ポンコツ勇者は魔剣と知らずに旅に出る~ただの少年が最強と言われているのは魔剣のお陰だった~

田中又雄

第1話 魔剣の勇者

「ばあちゃーん、これ何?」


 納屋の奥にしまってある岩に刺さった剣を見て、俺はばあちゃんに質問する。


「...あーこれかい?これはねー勇者の剣だよ。私たちの祖先の方が使っていた剣でのー、それはそれはすごい勇者だったらしいのじゃが、若くして亡くなって、次代の勇者のためにその剣をこの岩に刺したのじゃ。じゃが、これを抜けたものは今まで1人もいないんじゃ。どれだけ才能があるものでも抜けない、そういう剣なのじゃ」

「ふーん。そうなんだ」


 勇者の剣...か。


 俺も勇者の話はもちろん知っている。

そして、うちがその勇者の家系であることも。


 しかし、勇者というのは時代と共に変化していき、今ではうちは落ちた勇者の家系と呼ばれていた。


 そして、それは俺も例外ではなく、正直魔法も剣術も全く才能はなかった。

それでも毎日努力だけは続けた。

1日も休んだことはない。


 だから、そんな剣を俺が抜けるわけもないのだが、それでもバカな少年はその話を聞いてから納屋にこもって魔剣をずっと眺めるようになった。


 母さんや父さんもそんな俺を見て、心配していたがそれでも俺はやめなかった。

そうして、ある日...本当に抜けないのか試してみることにした。


 剣のつかを握り、力一杯抜こうとすると、それは拍子抜けするほど簡単に抜けた。


 驚きのあまり腰を抜かしていると、剣から湧き出た黒い煙が全身を覆い、そのまま口の中に入り込んで消えた。


「...勇者の剣を引き抜けた...?」と、無邪気にはしゃぎながら俺はばあちゃんたちに報告しに行った。

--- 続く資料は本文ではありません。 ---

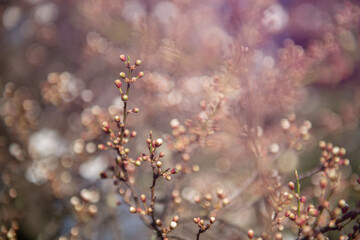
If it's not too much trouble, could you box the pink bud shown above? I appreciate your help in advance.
[248,229,254,239]
[115,79,122,88]
[119,54,126,62]
[97,144,106,150]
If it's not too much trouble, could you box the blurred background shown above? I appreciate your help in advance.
[0,0,360,239]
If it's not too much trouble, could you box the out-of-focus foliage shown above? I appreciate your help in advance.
[0,0,360,239]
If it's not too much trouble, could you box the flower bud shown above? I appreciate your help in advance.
[133,108,139,113]
[102,121,109,128]
[285,211,291,217]
[115,79,122,88]
[333,207,342,216]
[124,129,130,137]
[319,141,326,149]
[222,197,229,206]
[170,221,177,229]
[119,72,126,78]
[138,71,144,78]
[332,146,340,155]
[338,199,346,208]
[322,200,330,209]
[327,143,333,151]
[97,142,106,150]
[129,206,136,213]
[339,147,346,156]
[209,216,216,224]
[155,138,163,147]
[295,215,306,226]
[319,178,328,189]
[119,54,126,62]
[135,59,142,66]
[309,208,319,217]
[288,182,295,191]
[140,194,146,203]
[216,189,225,199]
[155,219,162,226]
[122,94,128,101]
[248,229,254,239]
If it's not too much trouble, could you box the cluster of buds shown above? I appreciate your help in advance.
[282,175,314,231]
[324,199,351,228]
[193,216,216,235]
[156,216,179,239]
[97,55,182,238]
[280,113,312,151]
[316,142,350,213]
[116,54,144,90]
[128,204,151,216]
[318,141,349,170]
[149,216,180,239]
[266,172,309,238]
[247,229,283,240]
[263,143,356,239]
[194,189,230,211]
[97,119,138,151]
[97,55,145,184]
[145,133,179,181]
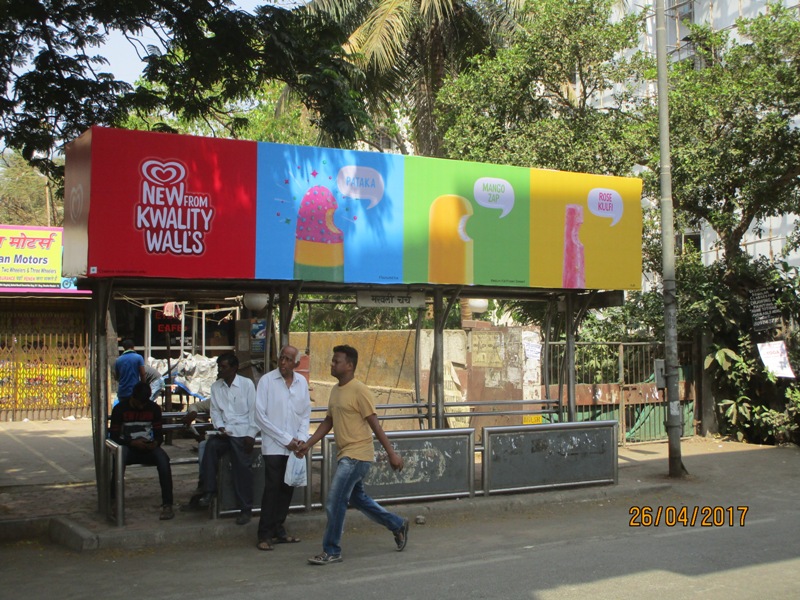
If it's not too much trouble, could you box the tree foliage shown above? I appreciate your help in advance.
[666,3,800,279]
[307,0,523,156]
[1,1,369,184]
[122,79,319,146]
[437,0,652,174]
[436,0,653,333]
[658,4,800,443]
[0,151,60,226]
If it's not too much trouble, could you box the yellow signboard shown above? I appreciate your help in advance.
[0,225,63,290]
[523,414,543,425]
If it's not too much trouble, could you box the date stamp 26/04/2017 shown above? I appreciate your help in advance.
[628,505,749,527]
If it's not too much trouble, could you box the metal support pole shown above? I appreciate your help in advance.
[655,0,685,477]
[414,306,427,430]
[565,293,577,422]
[279,285,290,349]
[619,342,627,446]
[92,280,113,513]
[433,289,445,429]
[144,306,152,359]
[265,292,275,374]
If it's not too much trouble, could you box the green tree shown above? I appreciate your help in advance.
[435,1,800,444]
[0,151,60,226]
[307,0,523,156]
[666,4,800,282]
[291,294,463,333]
[1,1,368,183]
[123,79,318,146]
[658,5,800,443]
[437,0,651,174]
[435,0,651,329]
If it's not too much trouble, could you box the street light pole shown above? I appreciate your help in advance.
[654,0,685,477]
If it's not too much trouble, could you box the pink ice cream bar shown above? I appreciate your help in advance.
[295,186,343,244]
[294,185,344,282]
[562,204,585,289]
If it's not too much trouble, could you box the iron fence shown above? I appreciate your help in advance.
[0,332,90,420]
[544,341,697,442]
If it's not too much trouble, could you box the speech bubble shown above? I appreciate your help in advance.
[587,188,623,226]
[473,177,514,218]
[337,166,385,209]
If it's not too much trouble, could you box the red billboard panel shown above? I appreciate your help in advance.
[64,127,257,279]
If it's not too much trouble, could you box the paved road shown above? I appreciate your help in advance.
[3,433,800,599]
[0,423,800,600]
[3,479,799,600]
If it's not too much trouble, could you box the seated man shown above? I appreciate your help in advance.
[182,398,210,508]
[108,381,175,521]
[198,353,258,525]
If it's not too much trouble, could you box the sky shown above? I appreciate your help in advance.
[103,0,274,84]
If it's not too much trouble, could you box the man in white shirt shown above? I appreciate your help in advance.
[198,353,258,525]
[254,345,311,551]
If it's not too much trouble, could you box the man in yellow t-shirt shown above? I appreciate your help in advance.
[299,344,409,565]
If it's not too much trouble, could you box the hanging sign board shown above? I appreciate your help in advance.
[757,341,795,379]
[749,288,782,331]
[356,290,426,308]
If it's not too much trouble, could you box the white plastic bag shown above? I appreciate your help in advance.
[284,453,307,487]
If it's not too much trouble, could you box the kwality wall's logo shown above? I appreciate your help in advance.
[134,159,215,255]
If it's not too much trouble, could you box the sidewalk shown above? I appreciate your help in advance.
[2,416,798,552]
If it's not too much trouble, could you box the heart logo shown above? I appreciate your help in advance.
[141,160,186,186]
[69,185,84,223]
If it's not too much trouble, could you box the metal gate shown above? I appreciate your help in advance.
[0,310,90,421]
[544,341,697,443]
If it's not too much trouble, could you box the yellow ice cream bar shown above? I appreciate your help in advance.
[293,185,344,282]
[428,194,473,284]
[294,239,344,267]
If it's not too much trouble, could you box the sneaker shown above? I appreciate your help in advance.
[308,552,343,565]
[159,505,175,521]
[393,518,409,551]
[197,493,215,508]
[235,511,252,525]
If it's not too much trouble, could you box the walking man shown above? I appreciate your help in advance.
[254,345,311,551]
[199,353,258,525]
[298,344,409,565]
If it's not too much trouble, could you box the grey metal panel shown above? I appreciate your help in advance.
[322,429,475,504]
[483,421,618,494]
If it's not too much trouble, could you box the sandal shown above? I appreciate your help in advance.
[256,540,274,551]
[272,535,301,544]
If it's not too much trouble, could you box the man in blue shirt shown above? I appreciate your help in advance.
[115,339,145,402]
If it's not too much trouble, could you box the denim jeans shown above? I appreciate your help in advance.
[323,457,404,556]
[121,445,173,506]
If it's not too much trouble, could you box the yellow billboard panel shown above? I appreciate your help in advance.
[530,170,643,290]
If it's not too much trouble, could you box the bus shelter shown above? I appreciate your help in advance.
[63,126,643,509]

 それからというものの、俺は勇者の剣を片手に魔族を倒すようになっていった。


 これまでの努力は決して無駄ではなかったと、そう言われているような気がした。


 そうして、村では俺の話はどんどん広がり、勇者再臨と呼ぶ人も少なくはなかった。


 しかし、俺は勇者と呼ぶにはあまり悲運で、不遇で不幸に苛まれることが多かった。

まぁ、これも勇者の勤めと思えば我慢できなくはなかった。


 それから10年ほど経って、15歳になった俺は村から出ることにした。


 もっと多くの魔族、いや魔王を倒すために旅を始めることにしたのだ。


 村の人たちはみんな応援してくれた。

そして、初めて村を出て、隣の大きな国...リスベルク国を訪れたのだ。


 小さい村の英雄として、この大国でも俺の名前だけは知れ渡っていたらしく、やや自慢げに歩いていた時のことだった。


「...お兄さん、もしかして悲運の勇者様?」と、とある青年に声をかけられる。


「え?悲運?あぁ...まぁ多分それは俺のことだ」


 そんな異名でも広まっていたのか。


 すると、俺の剣を見て苦い顔をする青年。


「ん?どうした?聖剣に何かついているか?」

「...聖剣?...すみません、ちょっと教会まで来てもらえますか?」

「...え?」


 そうして、聖職者と思われる凄そうな人が現れると「悲運の勇者様、少しその剣を見せてもらっていいですか?」と言われる。


「...構いませんが」


 じっくり鑑定した後、聖職者は青年に何か耳打ちした。

そして、彼から告げられたのは衝撃の事実だった。


「...あの...これ...聖剣じゃなくて魔剣っすね。魔族の剣です。勇者様が基本的に不遇なのはこのせいですね」

「...魔剣?...魔剣!?」


 そう、俺が手にしたのは聖剣ではなく魔剣だったのだ。


 こうして、悲運の勇者は悲運の魔剣勇者にランクダウンした。